01.10.2018, 22:52 Uhr

Paris (AFP) Macron lehnt vorzeitigen Rücktritt seines Innenministers Collomb ab

Collomb (l.) und Macron. Quelle: AFP/Archiv/Alberto PIZZOLI (Foto: AFP/Archiv/Alberto PIZZOLI)Collomb (l.) und Macron. Quelle: AFP/Archiv/Alberto PIZZOLI (Foto: AFP/Archiv/Alberto PIZZOLI)

Neue Unruhe in französischer Regierung

Neue Unruhe in der Regierung von Frankreichs Staatschef Emmanuel Macron: Innenminister Gérard Collomb hat am Montag seinen Rücktritt eingereicht. Macron habe das Gesuch aber abgelehnt, hieß es aus dem Präsidentenpalast.
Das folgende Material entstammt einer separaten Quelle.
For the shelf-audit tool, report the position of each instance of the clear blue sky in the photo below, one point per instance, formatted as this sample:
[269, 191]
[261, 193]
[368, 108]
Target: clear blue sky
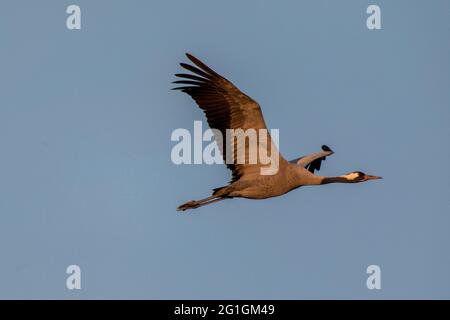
[85, 170]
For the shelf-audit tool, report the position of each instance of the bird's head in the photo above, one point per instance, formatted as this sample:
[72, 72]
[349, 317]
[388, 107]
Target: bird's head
[358, 176]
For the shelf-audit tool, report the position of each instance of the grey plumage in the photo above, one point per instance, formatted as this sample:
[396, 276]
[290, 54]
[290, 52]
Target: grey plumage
[226, 107]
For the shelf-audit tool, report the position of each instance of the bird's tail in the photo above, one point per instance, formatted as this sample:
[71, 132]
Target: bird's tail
[218, 195]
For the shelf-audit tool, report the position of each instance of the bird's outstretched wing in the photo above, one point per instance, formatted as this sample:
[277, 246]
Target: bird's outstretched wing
[313, 161]
[226, 107]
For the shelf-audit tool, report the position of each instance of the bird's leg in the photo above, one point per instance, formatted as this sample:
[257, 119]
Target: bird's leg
[198, 203]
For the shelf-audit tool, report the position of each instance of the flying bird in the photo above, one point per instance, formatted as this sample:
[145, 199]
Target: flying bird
[226, 107]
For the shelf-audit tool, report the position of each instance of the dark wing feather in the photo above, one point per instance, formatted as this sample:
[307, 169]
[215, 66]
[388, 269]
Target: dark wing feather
[225, 107]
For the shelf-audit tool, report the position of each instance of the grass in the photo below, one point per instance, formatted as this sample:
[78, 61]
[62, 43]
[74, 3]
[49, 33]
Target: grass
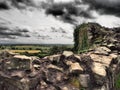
[22, 51]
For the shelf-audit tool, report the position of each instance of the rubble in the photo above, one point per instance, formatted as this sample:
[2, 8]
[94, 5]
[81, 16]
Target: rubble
[67, 71]
[94, 69]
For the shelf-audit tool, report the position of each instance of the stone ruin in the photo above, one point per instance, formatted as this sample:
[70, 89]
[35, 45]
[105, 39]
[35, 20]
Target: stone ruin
[96, 69]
Der Staatschef habe dem Innenminister erneut sein Vertrauen ausgesprochen und ihn gebeten, sich weiterhin vollständig der "Sicherheit der Franzosen" zu widmen. Der Präsidentenpalast bestätigte damit einen Bericht der Tageszeitung "Le Figaro".

Collomb, ein Schwergewicht in der Regierung, hatte Mitte September überraschend angekündigt, im kommenden Jahr seinen Posten als Innenminister aufgeben zu wollen. Der 71-jährige Macron-Vertraute der ersten Stunde will sich 2020 um das Amt des Bürgermeisters von Lyon bewerben. Vor seiner Ernennung zum Innenminister im Mai 2017 führte Collomb bereits 16 Jahre lang die Geschicke der französischen Großstadt.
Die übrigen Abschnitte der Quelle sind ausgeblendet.